Source: Extract from interview with Mrs Annely, Thompson, P. and Lummis, T., Family Life and Work Experience Before 1918, 1870-1973 [computer file]. 7th Edition. Colchester, Essex: UK Data Archive [distributor], May 2009. SN: 2000, http://dx.doi.org/10.5255/UKDA-SN-2000-1

Text: Q: Cinemas, lantern slide shows, that kind of thing – was there anything like that you remember?

A: Oh, of course we were allowed to go to the cinema. 2d. at one cinema and ld. at the other. As long as you sat on hard wooden forms in the Jeune Street Cinema. And the Cowley Road one we used to go to very often. That was one of the places where my brother used to have to take me when I was small. But my first memory of Cowley Road was that it was a small theatre and the people that lived next door to us, she used to put some of the actors and actresses up, so we used to get a free pass to go up there. She used to send us a free pass in so we three children used to go and see some of the variety acts that they had there.

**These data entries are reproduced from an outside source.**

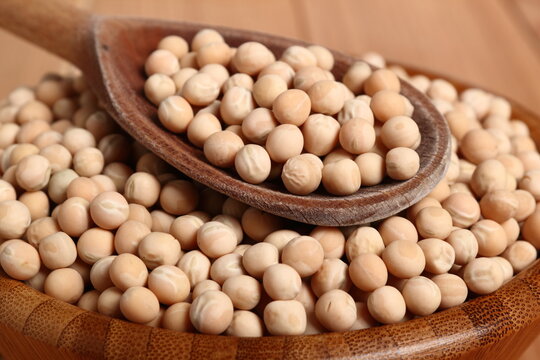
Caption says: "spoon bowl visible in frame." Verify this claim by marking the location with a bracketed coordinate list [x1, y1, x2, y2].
[0, 0, 450, 226]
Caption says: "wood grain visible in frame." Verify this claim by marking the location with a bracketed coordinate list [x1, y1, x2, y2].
[0, 0, 540, 113]
[0, 0, 451, 226]
[0, 0, 540, 360]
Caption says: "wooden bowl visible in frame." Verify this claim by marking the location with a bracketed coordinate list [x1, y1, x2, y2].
[0, 31, 540, 360]
[0, 67, 540, 360]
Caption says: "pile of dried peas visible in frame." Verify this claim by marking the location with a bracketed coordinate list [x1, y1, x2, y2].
[145, 29, 421, 196]
[0, 30, 540, 336]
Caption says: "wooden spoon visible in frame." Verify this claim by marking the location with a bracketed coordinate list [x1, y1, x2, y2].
[0, 0, 450, 226]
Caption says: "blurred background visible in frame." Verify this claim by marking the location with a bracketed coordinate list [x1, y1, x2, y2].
[0, 0, 540, 360]
[0, 0, 540, 114]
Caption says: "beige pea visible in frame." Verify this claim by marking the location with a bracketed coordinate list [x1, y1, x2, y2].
[219, 87, 255, 125]
[442, 193, 480, 228]
[519, 170, 540, 201]
[266, 124, 307, 163]
[189, 290, 234, 335]
[90, 191, 129, 230]
[480, 190, 519, 223]
[120, 286, 159, 324]
[210, 252, 247, 285]
[322, 159, 361, 196]
[234, 144, 271, 184]
[463, 258, 504, 295]
[109, 253, 148, 291]
[315, 289, 356, 331]
[196, 39, 232, 67]
[204, 131, 244, 167]
[302, 114, 340, 156]
[345, 226, 385, 262]
[307, 80, 345, 115]
[181, 72, 220, 106]
[43, 268, 84, 304]
[349, 253, 388, 292]
[19, 191, 49, 221]
[311, 259, 351, 297]
[73, 147, 105, 177]
[242, 108, 278, 145]
[431, 274, 468, 309]
[418, 238, 456, 274]
[291, 66, 329, 92]
[471, 219, 507, 256]
[339, 118, 375, 154]
[150, 210, 174, 232]
[310, 226, 345, 259]
[415, 206, 452, 239]
[378, 216, 418, 246]
[77, 228, 114, 264]
[114, 220, 150, 254]
[138, 231, 181, 269]
[382, 240, 426, 279]
[77, 290, 100, 312]
[161, 302, 194, 332]
[177, 250, 210, 288]
[197, 221, 237, 258]
[225, 310, 264, 337]
[343, 61, 372, 94]
[242, 242, 279, 279]
[264, 300, 307, 335]
[281, 236, 324, 277]
[446, 229, 478, 265]
[148, 265, 190, 305]
[258, 60, 294, 90]
[144, 73, 176, 105]
[222, 73, 253, 93]
[90, 256, 116, 292]
[39, 144, 72, 174]
[521, 211, 540, 249]
[126, 204, 152, 229]
[281, 154, 322, 195]
[191, 279, 221, 300]
[15, 155, 51, 191]
[39, 232, 77, 270]
[231, 41, 276, 75]
[385, 147, 420, 180]
[502, 240, 536, 273]
[381, 116, 420, 149]
[401, 276, 442, 316]
[25, 217, 61, 248]
[0, 240, 41, 280]
[97, 286, 122, 318]
[337, 98, 375, 125]
[252, 74, 287, 109]
[187, 113, 221, 147]
[367, 286, 407, 324]
[223, 275, 262, 310]
[158, 95, 193, 133]
[144, 49, 180, 76]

Q: It was more a variety theatre was it?

A: Yes. Very much like a music hall type of place. I think there’s been quite a lot of news about it, in the Oxford Mail recently you know. Antony Wood has been following it up.

Q: About the old style music halls?

A: About the old style music halls, yes. Up Cowley Road, the Old Palace as it was called. He’s done quite a lot of work on that

Q: Used you to go quite often to that then?

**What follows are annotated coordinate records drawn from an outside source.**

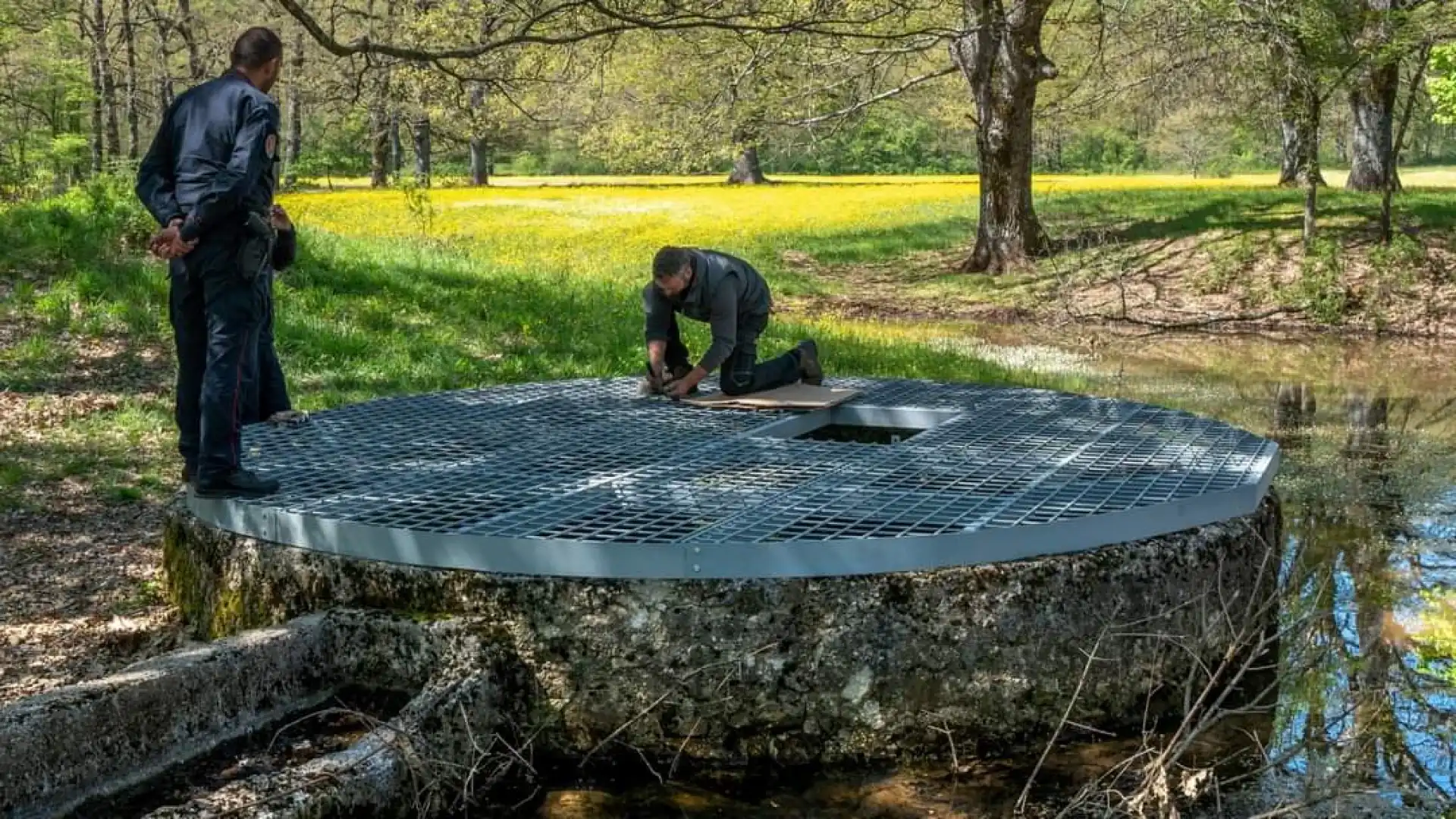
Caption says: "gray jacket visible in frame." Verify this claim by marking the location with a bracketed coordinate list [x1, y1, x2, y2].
[642, 248, 774, 372]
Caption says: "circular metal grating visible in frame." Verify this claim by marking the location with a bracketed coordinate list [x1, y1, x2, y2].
[190, 379, 1279, 579]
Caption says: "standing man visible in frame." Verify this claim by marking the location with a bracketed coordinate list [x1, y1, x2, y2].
[243, 206, 303, 425]
[642, 248, 824, 398]
[136, 28, 282, 497]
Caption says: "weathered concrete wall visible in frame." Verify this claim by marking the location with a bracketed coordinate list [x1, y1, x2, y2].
[166, 489, 1280, 764]
[0, 609, 519, 817]
[0, 617, 337, 816]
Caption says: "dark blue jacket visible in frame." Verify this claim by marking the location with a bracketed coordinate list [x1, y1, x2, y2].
[642, 248, 774, 370]
[136, 71, 278, 242]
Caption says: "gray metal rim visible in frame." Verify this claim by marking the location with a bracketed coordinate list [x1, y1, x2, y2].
[190, 379, 1279, 580]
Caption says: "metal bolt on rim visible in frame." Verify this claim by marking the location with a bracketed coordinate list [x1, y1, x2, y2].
[190, 379, 1279, 579]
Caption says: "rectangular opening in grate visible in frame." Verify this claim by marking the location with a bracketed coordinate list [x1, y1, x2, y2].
[755, 405, 959, 444]
[793, 424, 924, 443]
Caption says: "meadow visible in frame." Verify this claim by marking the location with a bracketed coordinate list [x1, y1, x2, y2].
[8, 169, 1456, 509]
[0, 171, 1456, 699]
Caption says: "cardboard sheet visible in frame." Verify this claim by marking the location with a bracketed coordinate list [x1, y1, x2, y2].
[682, 383, 859, 410]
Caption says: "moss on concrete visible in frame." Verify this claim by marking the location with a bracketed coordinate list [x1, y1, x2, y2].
[168, 489, 1280, 764]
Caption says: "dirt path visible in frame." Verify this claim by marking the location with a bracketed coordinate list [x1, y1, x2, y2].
[0, 322, 182, 704]
[782, 231, 1456, 338]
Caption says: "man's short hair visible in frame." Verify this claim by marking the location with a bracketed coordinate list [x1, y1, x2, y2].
[233, 27, 282, 71]
[652, 246, 692, 280]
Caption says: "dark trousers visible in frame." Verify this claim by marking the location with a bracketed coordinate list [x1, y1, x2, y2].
[169, 243, 265, 479]
[243, 270, 293, 424]
[663, 313, 799, 395]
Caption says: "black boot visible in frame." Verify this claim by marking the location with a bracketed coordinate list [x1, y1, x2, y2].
[192, 469, 278, 497]
[795, 341, 824, 386]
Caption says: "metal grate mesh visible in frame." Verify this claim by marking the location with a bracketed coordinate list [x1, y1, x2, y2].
[233, 379, 1276, 545]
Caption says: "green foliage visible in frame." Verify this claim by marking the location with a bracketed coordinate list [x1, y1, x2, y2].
[1283, 239, 1351, 325]
[764, 106, 975, 174]
[1062, 127, 1147, 174]
[1426, 44, 1456, 125]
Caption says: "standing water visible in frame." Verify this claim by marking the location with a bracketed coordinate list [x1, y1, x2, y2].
[524, 329, 1456, 819]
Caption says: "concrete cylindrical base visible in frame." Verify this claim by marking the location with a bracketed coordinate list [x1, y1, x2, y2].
[166, 497, 1280, 764]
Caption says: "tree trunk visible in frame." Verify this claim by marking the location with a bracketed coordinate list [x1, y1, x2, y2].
[149, 0, 172, 115]
[470, 137, 491, 188]
[470, 83, 491, 188]
[1279, 82, 1325, 188]
[728, 146, 769, 185]
[1304, 105, 1320, 251]
[282, 29, 303, 188]
[82, 13, 106, 174]
[1345, 63, 1401, 191]
[412, 115, 429, 188]
[1345, 0, 1402, 191]
[369, 105, 389, 188]
[121, 0, 141, 162]
[1380, 42, 1431, 245]
[389, 111, 405, 174]
[92, 0, 121, 158]
[177, 0, 207, 83]
[951, 0, 1057, 272]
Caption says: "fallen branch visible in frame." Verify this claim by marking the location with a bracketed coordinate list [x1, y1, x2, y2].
[1016, 610, 1117, 816]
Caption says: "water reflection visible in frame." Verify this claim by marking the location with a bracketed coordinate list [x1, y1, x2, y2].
[1106, 339, 1456, 811]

A: I would say every Saturday.

Q: And what about the cinemas, were they on Saturdays, too?

A: Yes. Usually a children’s performance in the morning.

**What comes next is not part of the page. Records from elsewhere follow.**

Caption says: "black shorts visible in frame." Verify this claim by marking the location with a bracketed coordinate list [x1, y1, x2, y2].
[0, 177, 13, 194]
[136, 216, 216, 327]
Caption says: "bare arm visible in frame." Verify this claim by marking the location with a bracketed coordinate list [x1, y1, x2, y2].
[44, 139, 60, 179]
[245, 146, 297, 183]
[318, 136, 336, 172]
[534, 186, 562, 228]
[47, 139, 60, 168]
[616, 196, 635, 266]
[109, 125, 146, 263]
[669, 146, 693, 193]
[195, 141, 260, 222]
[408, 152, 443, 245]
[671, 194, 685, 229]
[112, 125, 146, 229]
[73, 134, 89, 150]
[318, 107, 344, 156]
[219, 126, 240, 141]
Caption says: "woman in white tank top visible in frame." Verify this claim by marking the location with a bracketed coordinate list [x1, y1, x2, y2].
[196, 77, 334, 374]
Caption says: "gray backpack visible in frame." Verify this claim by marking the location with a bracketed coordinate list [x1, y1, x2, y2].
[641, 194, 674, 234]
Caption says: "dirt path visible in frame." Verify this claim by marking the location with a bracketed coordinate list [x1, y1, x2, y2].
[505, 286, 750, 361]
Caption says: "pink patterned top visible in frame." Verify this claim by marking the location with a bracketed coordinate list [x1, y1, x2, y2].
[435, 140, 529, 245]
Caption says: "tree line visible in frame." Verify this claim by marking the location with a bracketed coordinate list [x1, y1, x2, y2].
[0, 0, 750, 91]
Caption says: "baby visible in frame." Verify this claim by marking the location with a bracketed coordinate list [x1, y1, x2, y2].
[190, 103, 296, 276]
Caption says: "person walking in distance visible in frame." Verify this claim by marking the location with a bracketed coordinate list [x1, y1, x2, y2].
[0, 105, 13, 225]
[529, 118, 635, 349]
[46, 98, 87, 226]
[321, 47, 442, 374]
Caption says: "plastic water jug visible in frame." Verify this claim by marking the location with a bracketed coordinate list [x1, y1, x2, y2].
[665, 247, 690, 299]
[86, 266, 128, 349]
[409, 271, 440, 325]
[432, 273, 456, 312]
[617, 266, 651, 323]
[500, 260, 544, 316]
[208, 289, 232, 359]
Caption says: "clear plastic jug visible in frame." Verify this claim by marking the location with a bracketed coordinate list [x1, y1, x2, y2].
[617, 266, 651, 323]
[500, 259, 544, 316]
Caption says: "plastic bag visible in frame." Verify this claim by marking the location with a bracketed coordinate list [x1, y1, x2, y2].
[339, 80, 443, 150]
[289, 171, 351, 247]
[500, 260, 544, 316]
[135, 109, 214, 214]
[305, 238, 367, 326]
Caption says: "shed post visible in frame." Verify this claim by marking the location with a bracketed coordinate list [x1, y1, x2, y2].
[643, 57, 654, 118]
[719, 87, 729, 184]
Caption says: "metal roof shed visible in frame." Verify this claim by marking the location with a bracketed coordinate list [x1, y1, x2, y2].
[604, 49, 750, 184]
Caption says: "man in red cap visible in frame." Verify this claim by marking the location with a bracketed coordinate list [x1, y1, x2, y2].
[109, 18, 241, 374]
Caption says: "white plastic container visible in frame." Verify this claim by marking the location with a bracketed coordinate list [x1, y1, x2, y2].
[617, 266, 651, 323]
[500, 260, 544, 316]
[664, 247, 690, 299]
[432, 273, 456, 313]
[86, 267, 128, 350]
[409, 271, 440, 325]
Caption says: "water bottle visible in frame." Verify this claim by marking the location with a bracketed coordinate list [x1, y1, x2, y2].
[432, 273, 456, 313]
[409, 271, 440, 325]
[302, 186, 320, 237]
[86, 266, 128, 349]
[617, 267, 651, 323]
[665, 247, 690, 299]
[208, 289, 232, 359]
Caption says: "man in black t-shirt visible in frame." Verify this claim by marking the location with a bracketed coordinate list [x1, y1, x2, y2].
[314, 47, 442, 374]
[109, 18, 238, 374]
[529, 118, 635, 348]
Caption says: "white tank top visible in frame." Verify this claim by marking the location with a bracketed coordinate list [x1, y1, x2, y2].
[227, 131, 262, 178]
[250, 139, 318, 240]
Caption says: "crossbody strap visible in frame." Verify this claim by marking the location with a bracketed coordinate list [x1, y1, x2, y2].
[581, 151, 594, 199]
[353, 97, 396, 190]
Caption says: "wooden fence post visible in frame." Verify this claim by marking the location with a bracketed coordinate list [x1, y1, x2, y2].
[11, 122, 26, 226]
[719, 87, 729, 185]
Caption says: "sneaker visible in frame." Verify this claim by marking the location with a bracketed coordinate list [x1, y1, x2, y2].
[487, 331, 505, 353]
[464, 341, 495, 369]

Q: Were there special children’s programmes that you went to when your brother took you, or was it adult films?

A: I would think that they were adult films, but of course, you didn’t get “X” films like you do today.

Q: Oh, no. No I was thinking about your mother with her very particular ideas about upbringing, I think it probably must have been quite suitable for her to let your brother…

A: Oh, yes. I don’t think we would have been allowed to see anything that wasn’t quite suitable.

Comments: Mrs Annelly was born in Oxford in 1905, the youngest of three children. Her father was a house painter and decorator. Her mother was a cook for a doctor before marriage. She was one of 444 people interviewed by Paul Thompson and his team as part of a study of the Edwardian era which resulted in Thompson’s book The Edwardians: The Remaking of British Society (London: Weidenfeld and Nicolson, 1975). The cinema referred to may be the Oxford Picture Palace, which was on the corner of Cowley Road and Jeune Street.